Bürki Nein, das ist nicht fair. Da werden die einen privilegiert, andere unterdrückt.
Wie meinen Sie das?
Bürki Wenn einer einen Motor will, soll er einen montieren dürfen. Ich bin sicher nicht der Einzige, der aus gesundheitlichen Gründen nicht stacheln kann. Und ich will auf den Rhein.
Mit Fairness hat das wenig zu tun.
Bürki Ich wäre aber dafür – und da mache ich jetzt ein wenig in meine eigene Hose, weil viele im Bootsclub dagegen sind –, dass alle Motorbootfahrer eine Prüfung ablegen müssten.
Uhlmann Das sagen wir schon lange.
Bürki Ich habe diesbezüglich mal einen Vorstoss gemacht, der wurde vom Kanton aber abgelehnt, mit Verweis auf die Bodensee-Schifffahrtsordnung. Wäre die Prüfung obligatorisch, gäbe es auch weniger Lärm, weil die Leute bewusster fahren würden. Und das Gefahrenpotenzial wäre niedriger. So ein Fährboot, wie Sie auf diesem Bild in den «SN» eines gefahren haben, mit 13 Leuten an Bord …
Uhlmann … Ein Weidling war das, mit 33 Leuten.
Bürki Eben!
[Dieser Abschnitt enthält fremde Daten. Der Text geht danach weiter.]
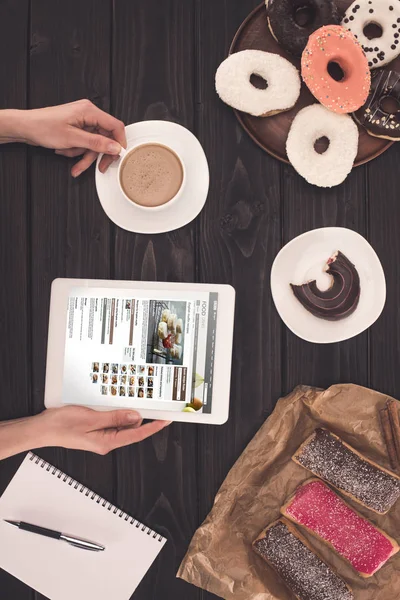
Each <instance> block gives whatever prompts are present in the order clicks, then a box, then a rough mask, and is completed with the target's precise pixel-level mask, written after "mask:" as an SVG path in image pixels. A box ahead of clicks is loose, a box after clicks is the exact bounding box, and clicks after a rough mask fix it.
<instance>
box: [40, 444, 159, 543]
mask: <svg viewBox="0 0 400 600" xmlns="http://www.w3.org/2000/svg"><path fill="white" fill-rule="evenodd" d="M28 456H29V460H30V461H31V462H33V461H34V462H35V464H36V465H39V467H41V468H42V469H46V471H47V472H48V473H51V475H56V476H57V479H61V478H62V481H63V483H67V484H68V485H69V486H71V487H72V486H73V487H74V489H75V490H78V491H79V492H80V493H81V494H84V495H85V496H86V497H87V498H90V500H96V503H97V504H100V503H101V506H102V507H103V508H107V510H109V511H111V510H112V511H113V514H114V515H116V514H118V516H119V518H120V519H122V517H123V518H124V521H126V522H127V523H129V525H135V526H136V528H137V529H139V528H141V531H143V532H146V533H147V535H152V537H153V539H158V541H159V542H162V541H163V539H164V538H163V536H162V535H160V534H159V533H157V532H156V531H153V530H152V529H150V528H149V527H146V525H143V523H141V522H140V521H137V520H136V519H134V518H133V517H131V516H130V515H128V514H127V513H126V512H124V511H123V510H121V509H119V508H118V507H117V506H115V505H114V504H111V502H108V501H107V500H105V499H104V498H102V497H101V496H99V494H96V493H95V492H93V491H92V490H89V488H87V487H86V486H84V485H82V484H80V483H79V482H78V481H76V480H75V479H73V478H72V477H69V475H66V474H65V473H63V472H62V471H60V469H57V468H56V467H53V465H51V464H50V463H48V462H47V461H45V460H43V459H42V458H40V457H39V456H37V455H36V454H33V452H29V454H28Z"/></svg>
Völlig überladen! Strafbar! (schmunzelt)
Uhlmann Sie haben die Erklärung zu diesem Bild nicht gelesen.
Bürki Doch, Sie seien nahe am Ufer gefahren, sodass es legal gewesen sei. Das hat aber nicht gestimmt, wir haben das Foto metrisch ausmessen lassen. Wir haben das aber nicht in die Diskussion eingebracht, weil wir über der Gürtellinie bleiben wollten. Oder haben Sie mal einen Leserbrief von uns gelesen, der unter der Gürtellinie war?
Uhlmann Unter der Gürtellinie vielleicht nicht, aber inhaltlich nicht immer ganz korrekt.
Bürki Aber sicher doch.
Zur Initiative: Wagen Sie bitte eine Prognose. Wird sie angenommen?
Uhlmann Wir lancieren doch keine Initiative, von der wir nicht überzeugt sind. Und die Resonanz bisher ist super. Dass wir die 600 Unterschriften zusammenbekommen, daran zweifle ich jedenfalls überhaupt nicht.
Bürki Ich auch nicht.
Wird sich der Bootsclub auch engagieren, um die Initiative zu bekämpfen?
Bürki Ich bin nicht mehr Präsident und den Neuen müssen wir erst einmal Fuss fassen lassen. Aber die Hände in den Schoss legen wird er wohl kaum. Der Bootsclub hat in den 80er-Jahren als angeblich erster Verein schweizweit eine Abstimmung gewonnen – gegen das totale Motorbootverbot an Schaffhauser Pfosten, das ihr damals wolltet.
Uhlmann Ja, das war übertrieben. Aber wer weiss, vielleicht sind wir bald der schweizweit zweite Verein.